Aflitivo e original, MeninaMá.com
vira de cabeça para baixo e do
avesso um cenário de abuso infantil
Isabela Boscov
No inusitado MeninaMá.com (Hard Candy, Estados Unidos, 2005), desde sexta-feira em cartaz no país, Hayley, de 14 anos, troca mensagens apimentadas pela internet com Jeff, um fotógrafo de 32 anos. Uma coisa leva à outra, e os dois combinam um encontro em terreno neutro e respeitável – um café. Hayley é miúda e frágil, mas surpreendentemente articulada para sua idade. Jeff se mantém no limite entre o flerte e a cautela. Depois de relutar, acaba concordando em levar a garota para conhecer sua casa. Lá, serve suco de laranja à convidada, mas não a impede de adicionar vodca à bebida. Diz que suas fotos de ninfetas espalhadas pelas paredes são estritamente profissionais, mas ainda assim deixa que Hayley comece a se despir para sua câmera. E nada do que se segue é o que se espera.
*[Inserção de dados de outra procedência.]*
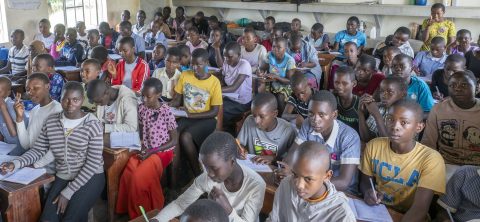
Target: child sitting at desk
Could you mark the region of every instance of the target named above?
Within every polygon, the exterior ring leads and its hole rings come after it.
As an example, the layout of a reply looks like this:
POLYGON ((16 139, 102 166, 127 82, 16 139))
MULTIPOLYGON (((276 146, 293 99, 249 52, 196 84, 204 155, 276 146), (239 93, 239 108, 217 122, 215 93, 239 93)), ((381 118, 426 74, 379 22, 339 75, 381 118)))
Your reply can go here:
POLYGON ((106 83, 111 84, 112 78, 117 77, 117 64, 115 61, 108 56, 107 48, 99 45, 92 49, 92 54, 90 56, 92 59, 98 60, 101 65, 100 79, 104 80, 106 83))
POLYGON ((282 160, 293 144, 297 132, 284 119, 277 117, 277 103, 271 93, 259 93, 238 133, 238 140, 248 153, 257 155, 257 163, 271 164, 282 160))
POLYGON ((112 85, 124 85, 139 94, 143 81, 150 76, 148 63, 135 55, 135 42, 132 37, 123 37, 120 40, 119 51, 122 60, 117 64, 112 85))
POLYGON ((304 142, 295 152, 293 175, 283 179, 275 191, 267 221, 355 222, 348 198, 330 182, 333 172, 328 148, 304 142))
POLYGON ((100 22, 98 25, 98 31, 100 32, 100 44, 109 52, 115 51, 115 44, 120 34, 111 29, 107 22, 100 22))
POLYGON ((150 69, 150 75, 159 68, 165 67, 165 54, 167 49, 164 45, 158 43, 155 45, 152 51, 152 59, 148 62, 148 68, 150 69))
POLYGON ((209 199, 199 199, 187 207, 180 216, 185 222, 228 222, 228 215, 222 205, 209 199))
MULTIPOLYGON (((168 27, 168 23, 162 19, 162 16, 163 15, 161 12, 156 12, 154 15, 153 21, 158 22, 158 24, 160 25, 159 26, 160 28, 158 29, 158 31, 162 32, 165 35, 165 37, 172 38, 172 32, 168 27)), ((151 27, 151 23, 150 23, 150 27, 151 27)))
POLYGON ((333 77, 334 95, 337 99, 338 120, 358 132, 358 108, 360 97, 353 94, 357 85, 355 71, 351 67, 342 66, 333 77))
POLYGON ((62 48, 65 46, 65 25, 56 24, 53 28, 53 34, 55 35, 55 40, 53 41, 52 47, 50 47, 50 55, 54 59, 60 58, 62 53, 62 48))
POLYGON ((424 127, 423 110, 415 101, 393 104, 386 124, 388 137, 371 140, 363 152, 359 169, 364 200, 404 213, 402 221, 425 221, 434 194, 445 192, 443 158, 415 141, 424 127))
POLYGON ((13 45, 8 50, 8 60, 5 67, 0 69, 2 74, 12 74, 12 77, 25 76, 25 66, 27 65, 29 49, 23 44, 25 33, 21 29, 15 29, 10 35, 10 41, 13 45))
POLYGON ((160 21, 152 21, 152 23, 150 23, 150 30, 145 34, 147 49, 152 49, 157 44, 162 44, 164 47, 168 46, 167 37, 162 31, 160 31, 160 28, 160 21))
POLYGON ((472 33, 467 29, 460 29, 457 32, 457 41, 447 46, 447 53, 465 56, 467 52, 478 49, 478 46, 474 46, 471 43, 472 33))
POLYGON ((330 71, 330 77, 328 78, 328 90, 333 90, 333 77, 335 76, 335 72, 340 66, 350 66, 352 68, 355 67, 358 61, 359 55, 357 44, 354 42, 347 42, 344 45, 343 56, 345 58, 340 60, 333 60, 332 62, 332 69, 330 71))
POLYGON ((302 33, 301 33, 300 29, 302 29, 302 20, 300 20, 298 18, 294 18, 294 19, 292 19, 292 22, 290 23, 290 31, 286 32, 284 37, 286 39, 290 39, 293 34, 297 34, 297 35, 300 35, 300 37, 302 37, 302 33))
POLYGON ((53 100, 60 101, 62 88, 65 84, 63 76, 55 71, 55 61, 50 54, 40 54, 33 59, 33 72, 47 74, 50 79, 50 96, 53 100))
POLYGON ((413 58, 415 55, 412 46, 410 46, 410 42, 408 42, 408 39, 410 39, 410 29, 402 26, 395 30, 395 33, 393 34, 392 45, 397 47, 403 54, 413 58))
POLYGON ((322 68, 318 63, 317 50, 303 40, 301 35, 292 34, 287 53, 293 57, 297 68, 306 69, 301 70, 301 74, 307 76, 309 86, 318 90, 322 78, 322 68))
POLYGON ((177 48, 181 54, 180 71, 187 71, 190 69, 190 61, 192 60, 192 53, 190 52, 190 48, 186 45, 179 45, 177 46, 177 48))
POLYGON ((99 46, 100 43, 100 33, 96 29, 90 29, 87 32, 87 40, 88 40, 88 46, 85 47, 85 57, 90 59, 92 50, 96 46, 99 46))
POLYGON ((185 43, 185 45, 190 48, 190 53, 193 53, 195 49, 208 48, 208 43, 200 39, 200 34, 198 34, 196 27, 191 27, 187 30, 187 43, 185 43))
POLYGON ((255 42, 255 30, 245 28, 243 30, 243 45, 241 46, 242 59, 247 60, 252 66, 252 72, 267 61, 267 50, 263 45, 255 42))
POLYGON ((377 72, 376 62, 375 58, 366 54, 358 58, 358 62, 355 64, 357 84, 353 87, 353 94, 357 96, 375 95, 380 82, 385 79, 383 73, 377 72))
POLYGON ((163 68, 155 69, 152 74, 152 78, 157 78, 162 82, 162 100, 170 102, 172 100, 175 91, 173 88, 177 85, 180 78, 180 57, 181 53, 177 47, 168 49, 167 58, 165 59, 166 65, 163 68))
POLYGON ((33 40, 43 42, 48 52, 50 52, 50 48, 55 43, 55 35, 50 32, 50 28, 50 21, 44 18, 38 22, 38 33, 33 36, 33 40))
MULTIPOLYGON (((80 67, 80 77, 82 78, 82 86, 84 88, 84 97, 87 98, 87 85, 95 79, 101 79, 101 65, 96 59, 87 59, 82 62, 80 67)), ((82 109, 87 112, 95 111, 95 104, 90 103, 88 99, 83 100, 82 109)))
POLYGON ((83 47, 77 40, 77 31, 68 28, 66 43, 62 48, 60 57, 55 60, 56 66, 80 66, 83 61, 83 47))
POLYGON ((338 32, 335 35, 334 51, 338 51, 343 54, 345 50, 345 43, 353 42, 361 52, 367 44, 367 36, 365 33, 358 31, 360 26, 360 20, 356 16, 352 16, 347 20, 347 29, 338 32))
POLYGON ((163 170, 173 159, 178 141, 177 123, 166 103, 160 102, 162 83, 150 78, 142 89, 143 103, 138 107, 142 150, 130 156, 123 170, 118 188, 116 212, 126 213, 131 219, 145 211, 162 209, 163 190, 160 181, 163 170))
POLYGON ((297 73, 290 80, 290 86, 292 94, 288 97, 282 118, 289 122, 295 121, 295 126, 300 129, 308 117, 308 103, 315 91, 308 85, 307 77, 297 73))
POLYGON ((52 153, 55 181, 44 202, 41 221, 87 221, 105 186, 102 124, 93 114, 81 111, 83 100, 82 85, 68 82, 62 92, 63 111, 46 119, 32 149, 0 165, 4 174, 52 153))
POLYGON ((283 37, 283 30, 282 30, 281 27, 276 27, 275 26, 272 29, 272 33, 270 33, 270 35, 268 35, 267 39, 264 39, 261 44, 263 45, 263 47, 265 47, 267 52, 270 52, 270 51, 272 51, 273 40, 276 39, 276 38, 280 38, 280 37, 283 37))
POLYGON ((223 51, 225 50, 225 44, 227 44, 223 38, 223 30, 216 28, 212 30, 213 42, 208 44, 208 62, 211 67, 221 68, 223 64, 223 51))
POLYGON ((381 67, 382 69, 382 73, 385 75, 385 76, 390 76, 392 75, 392 61, 393 61, 393 58, 398 55, 398 54, 401 54, 402 51, 400 51, 399 48, 395 47, 395 46, 389 46, 385 49, 385 51, 383 51, 383 59, 382 59, 382 64, 383 67, 381 67))
MULTIPOLYGON (((130 37, 133 39, 133 46, 135 55, 145 59, 145 39, 143 36, 139 36, 132 32, 132 23, 129 21, 123 21, 120 23, 120 37, 117 39, 115 45, 120 47, 120 42, 123 38, 130 37)), ((120 51, 120 49, 118 49, 120 51)))
POLYGON ((88 46, 88 34, 85 32, 86 29, 87 27, 85 27, 85 22, 83 21, 79 21, 75 25, 75 30, 77 30, 77 40, 84 49, 88 46))
POLYGON ((433 72, 443 68, 446 59, 445 40, 437 36, 432 39, 430 51, 421 51, 415 56, 413 60, 415 72, 418 76, 424 77, 427 81, 431 81, 433 72))
POLYGON ((465 69, 465 57, 460 54, 452 54, 445 60, 443 69, 437 69, 433 72, 430 88, 433 91, 433 98, 442 101, 448 97, 448 79, 455 72, 465 69))
POLYGON ((199 158, 205 171, 151 221, 169 221, 179 216, 203 193, 222 206, 229 221, 256 221, 266 184, 255 171, 237 163, 237 147, 228 133, 217 131, 208 136, 199 158))
POLYGON ((440 37, 450 45, 455 41, 455 23, 445 19, 445 5, 442 3, 435 3, 430 8, 430 18, 423 20, 422 36, 423 45, 421 51, 429 51, 433 38, 440 37))
POLYGON ((17 117, 13 108, 14 101, 9 97, 12 91, 12 82, 9 78, 0 77, 0 134, 3 142, 17 144, 10 155, 18 156, 23 153, 17 136, 17 128, 13 122, 17 117))
POLYGON ((310 35, 305 37, 305 41, 310 45, 315 47, 317 51, 328 51, 328 44, 330 43, 330 38, 327 33, 323 33, 322 23, 315 23, 312 26, 310 35))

O diretor David Slade e o roteirista Brian Nelson viram do avesso esse cenário sugestivo de pedofilia, colocam-no de ponta-cabeça, chacoalham-no um pouco mais e, em duas horas de provocação e tensão ininterruptas, põem o espectador frente a frente com todas as emoções mais obscuras associadas à sexualização precoce.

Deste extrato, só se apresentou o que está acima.